The conversion of a system of equations into a matrix is known as matrix form representation. An augmented matrix includes both the coefficients of the variables and the constants from the equations.
This structured format sets the stage for applying row operations.
For our exercise, the system of equations translates to the following augmented matrix:

\[\begin{bmatrix} -1 & 1 & 0 & | & -1 \ 0 & 1 & -1 & | & 6 \ 1 & 0 & 1 & | & -1 \end{bmatrix}\]
The matrix form allows for more efficient handling and computation, especially with larger systems, using Gaussian elimination or computer algorithms.
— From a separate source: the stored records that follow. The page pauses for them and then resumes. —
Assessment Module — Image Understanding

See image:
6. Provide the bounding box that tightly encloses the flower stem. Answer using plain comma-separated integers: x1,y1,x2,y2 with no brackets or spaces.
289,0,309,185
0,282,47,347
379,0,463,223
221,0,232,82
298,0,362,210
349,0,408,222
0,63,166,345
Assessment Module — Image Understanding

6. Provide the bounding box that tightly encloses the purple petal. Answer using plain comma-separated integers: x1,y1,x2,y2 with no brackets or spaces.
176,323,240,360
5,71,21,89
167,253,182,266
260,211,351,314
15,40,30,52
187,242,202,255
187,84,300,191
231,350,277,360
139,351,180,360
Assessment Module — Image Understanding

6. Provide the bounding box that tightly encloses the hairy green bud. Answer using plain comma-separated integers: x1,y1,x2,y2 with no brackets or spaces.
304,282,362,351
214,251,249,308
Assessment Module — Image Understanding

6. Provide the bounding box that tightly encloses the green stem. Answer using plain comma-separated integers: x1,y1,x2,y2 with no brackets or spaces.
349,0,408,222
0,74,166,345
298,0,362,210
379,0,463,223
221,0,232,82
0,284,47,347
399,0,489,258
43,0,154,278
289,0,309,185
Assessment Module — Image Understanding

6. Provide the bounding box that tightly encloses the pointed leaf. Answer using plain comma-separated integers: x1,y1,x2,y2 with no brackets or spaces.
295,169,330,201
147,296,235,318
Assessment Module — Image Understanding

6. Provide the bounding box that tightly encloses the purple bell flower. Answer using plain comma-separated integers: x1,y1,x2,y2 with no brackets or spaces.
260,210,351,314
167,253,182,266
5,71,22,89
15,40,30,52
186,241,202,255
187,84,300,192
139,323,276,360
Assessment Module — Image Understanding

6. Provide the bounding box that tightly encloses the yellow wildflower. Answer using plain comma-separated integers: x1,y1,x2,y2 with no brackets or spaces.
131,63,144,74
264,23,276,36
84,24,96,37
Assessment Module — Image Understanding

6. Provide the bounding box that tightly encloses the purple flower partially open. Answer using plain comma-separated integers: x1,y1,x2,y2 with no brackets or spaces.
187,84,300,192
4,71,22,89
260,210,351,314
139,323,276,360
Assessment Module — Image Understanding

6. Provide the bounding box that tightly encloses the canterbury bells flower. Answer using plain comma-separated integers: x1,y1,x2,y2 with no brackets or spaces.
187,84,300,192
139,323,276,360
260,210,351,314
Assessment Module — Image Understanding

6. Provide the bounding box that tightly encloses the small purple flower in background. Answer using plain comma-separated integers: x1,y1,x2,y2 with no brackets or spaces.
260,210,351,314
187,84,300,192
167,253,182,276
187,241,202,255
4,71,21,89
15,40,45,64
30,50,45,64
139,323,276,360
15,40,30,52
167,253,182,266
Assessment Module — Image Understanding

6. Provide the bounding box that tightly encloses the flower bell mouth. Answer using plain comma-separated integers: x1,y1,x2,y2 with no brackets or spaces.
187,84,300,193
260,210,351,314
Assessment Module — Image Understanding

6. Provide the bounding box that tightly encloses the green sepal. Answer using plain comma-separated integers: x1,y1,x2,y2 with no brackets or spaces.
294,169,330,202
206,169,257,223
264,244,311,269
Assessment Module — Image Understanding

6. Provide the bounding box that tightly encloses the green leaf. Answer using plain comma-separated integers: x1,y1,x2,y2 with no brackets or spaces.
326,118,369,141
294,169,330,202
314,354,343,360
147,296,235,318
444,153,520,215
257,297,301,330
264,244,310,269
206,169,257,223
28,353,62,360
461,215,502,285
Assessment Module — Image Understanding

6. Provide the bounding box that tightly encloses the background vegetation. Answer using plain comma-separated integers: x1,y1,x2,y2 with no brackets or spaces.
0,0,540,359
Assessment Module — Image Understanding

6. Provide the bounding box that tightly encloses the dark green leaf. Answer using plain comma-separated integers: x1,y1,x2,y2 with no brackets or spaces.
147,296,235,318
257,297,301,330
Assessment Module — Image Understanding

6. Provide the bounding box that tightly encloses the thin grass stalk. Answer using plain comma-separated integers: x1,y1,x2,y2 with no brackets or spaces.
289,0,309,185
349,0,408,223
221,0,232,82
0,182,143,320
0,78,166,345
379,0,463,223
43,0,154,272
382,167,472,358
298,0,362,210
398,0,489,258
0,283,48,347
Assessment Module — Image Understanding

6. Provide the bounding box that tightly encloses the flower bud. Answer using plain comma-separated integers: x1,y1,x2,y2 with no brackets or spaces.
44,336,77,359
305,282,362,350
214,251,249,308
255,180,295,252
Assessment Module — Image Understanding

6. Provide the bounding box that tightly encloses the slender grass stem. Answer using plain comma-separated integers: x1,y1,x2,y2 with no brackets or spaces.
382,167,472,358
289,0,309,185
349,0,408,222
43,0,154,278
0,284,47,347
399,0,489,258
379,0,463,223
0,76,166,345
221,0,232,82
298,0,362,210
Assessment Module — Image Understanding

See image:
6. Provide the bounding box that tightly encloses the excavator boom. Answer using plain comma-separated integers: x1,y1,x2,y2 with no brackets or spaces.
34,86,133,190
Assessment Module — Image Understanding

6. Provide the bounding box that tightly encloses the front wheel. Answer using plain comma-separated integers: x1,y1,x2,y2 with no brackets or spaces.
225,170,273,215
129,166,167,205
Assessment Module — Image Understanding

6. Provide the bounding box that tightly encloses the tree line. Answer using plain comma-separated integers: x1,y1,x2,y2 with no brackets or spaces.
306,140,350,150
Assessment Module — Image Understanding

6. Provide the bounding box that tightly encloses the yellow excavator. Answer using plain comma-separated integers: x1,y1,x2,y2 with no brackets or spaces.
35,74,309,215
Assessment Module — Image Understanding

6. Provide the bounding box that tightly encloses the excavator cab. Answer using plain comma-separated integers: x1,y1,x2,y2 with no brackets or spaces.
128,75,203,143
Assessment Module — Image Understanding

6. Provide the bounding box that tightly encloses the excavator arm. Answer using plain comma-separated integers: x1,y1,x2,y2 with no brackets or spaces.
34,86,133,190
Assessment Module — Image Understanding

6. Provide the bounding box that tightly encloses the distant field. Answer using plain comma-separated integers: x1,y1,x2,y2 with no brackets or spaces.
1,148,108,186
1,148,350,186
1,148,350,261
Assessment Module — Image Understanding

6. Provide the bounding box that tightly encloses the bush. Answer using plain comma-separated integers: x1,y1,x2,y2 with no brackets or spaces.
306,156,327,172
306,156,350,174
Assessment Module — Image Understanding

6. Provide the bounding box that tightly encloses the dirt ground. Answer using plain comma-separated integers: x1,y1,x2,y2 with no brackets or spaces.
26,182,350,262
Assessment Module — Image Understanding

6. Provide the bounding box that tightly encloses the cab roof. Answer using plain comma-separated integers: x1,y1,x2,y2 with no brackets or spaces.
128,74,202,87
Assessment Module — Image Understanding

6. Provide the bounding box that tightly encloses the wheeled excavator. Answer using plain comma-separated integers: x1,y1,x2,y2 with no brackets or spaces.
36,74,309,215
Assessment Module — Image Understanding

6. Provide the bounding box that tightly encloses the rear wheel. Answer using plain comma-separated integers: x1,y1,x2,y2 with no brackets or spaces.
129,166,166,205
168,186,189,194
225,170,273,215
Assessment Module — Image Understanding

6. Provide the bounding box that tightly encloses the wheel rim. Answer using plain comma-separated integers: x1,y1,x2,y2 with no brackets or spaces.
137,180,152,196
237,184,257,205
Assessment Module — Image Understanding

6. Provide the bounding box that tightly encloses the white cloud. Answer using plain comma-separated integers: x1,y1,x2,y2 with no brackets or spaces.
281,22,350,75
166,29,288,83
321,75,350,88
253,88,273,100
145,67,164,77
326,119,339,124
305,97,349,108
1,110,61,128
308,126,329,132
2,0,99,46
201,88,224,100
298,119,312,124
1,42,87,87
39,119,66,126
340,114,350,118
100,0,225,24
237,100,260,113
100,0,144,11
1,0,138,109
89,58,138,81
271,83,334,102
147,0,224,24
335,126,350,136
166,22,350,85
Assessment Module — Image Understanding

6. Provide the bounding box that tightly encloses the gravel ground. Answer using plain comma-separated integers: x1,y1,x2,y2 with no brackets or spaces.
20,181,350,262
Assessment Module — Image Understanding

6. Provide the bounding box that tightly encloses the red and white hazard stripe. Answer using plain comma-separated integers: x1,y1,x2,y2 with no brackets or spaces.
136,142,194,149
Gaussian elimination is a methodical procedure used to solve systems of equations. The goal is to transform the augmented matrix into an upper triangular form or row echelon form using row operations.
The process includes three main steps:

• Make all entries below the leading coefficient of each row zero.
• Adjust equations (rows) until you can start back-substituting to solve variables.
• Optionally, further simplify to reduced row echelon form for direct reading of variable solutions.

In our exercise, Gaussian elimination helped through:

• Positioning the 1s in diagonal fashion where possible (leading ones).
• Zeroing out elements below these leading 1s through suitable row operations.

This systematic technique ensures you can find accurate solutions for the variables \(x\), \(y\), and \(z\).